In May 15 comments, three utility trade associations, including the American Public Power Association, offer recommendations to the Department of Energy regarding its prioritization of new or updated energy conservation standards and test procedures for appliances and equipment.
The groups, which also include the Edison Electric Institute and the National Rural Electric Cooperative Association, responded to the DOE’s Feb. 14, final rule, “Procedures for Use in New or Revised Energy Conservation Standards and Test Procedures for Consumer Products and Commercial/Industrial Equipment.”
The groups recommended that DOE provide a list of the estimated national savings based on the annual site energy to allow stakeholders to review the DOE’s preliminary estimates and compare them with other studies or other technology and market data. It would also allow parties to see which appliances would be able to meet the thresholds established in the Feb. 14 rule.
The groups in their comments also recommend that the DOE analyze the annual estimated site energy savings along with the estimated savings over 10-, 20-, and 30-year periods, to ensure more thorough analysis by all stakeholders.
On a related issue, the groups recommend that the DOE show the savings in typical units related to the product energy source and then convert these savings to site British thermal units (BTUs) using technical conversion factors from kilowatt hours or therms or gallons or other typical energy units associated with the appliance.
Doing so would allow stakeholders to perform “apples to apples” comparisons for products that use different types of energy inputs, the groups wrote.
The groups also recommend that the DOE take into account how many times a product has been through the efficiency review process in order to prioritize rulemakings that would get more “bang for the buck.” Products that have been through the review process multiple times are subject to rising efficiency levels that can push them closer to technological efficiency limits. Under 2010 rules, for instance, small electric motors showed maximum potential energy savings between 12.6% and 32.1%. Under proposed 2020 standards, the maximum energy savings range from 5.1% to 8.6%.
In their final recommendation, the groups recommend that the DOE consider the benefits of grid-interactive “smart” appliances that can save money and provide benefits to the grid even though they might not necessarily correlate to device level electricity consumption reductions.

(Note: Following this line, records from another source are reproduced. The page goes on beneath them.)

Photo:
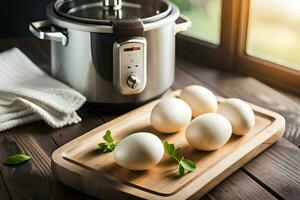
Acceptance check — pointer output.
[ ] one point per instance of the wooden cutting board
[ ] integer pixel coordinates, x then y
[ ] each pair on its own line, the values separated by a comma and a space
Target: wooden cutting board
80, 165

Smart appliances can shed load, shift loads, and modulate loads in ways that provide benefits to building owners, the environment, and the overall energy grid, they argue, and the DOE should take steps to ensure that future standards do not penalize smart appliances, even if they increase annual site energy usage by a minimal amount compared with non-connected or traditional appliances.
The groups emphasized that they strongly support the DOE’s conservation standards program and noted that it has been “one of the most successful energy efficiency efforts ever created in large part due to its focus on setting standards that are technically feasible and economically justified for a large majority of consumers.”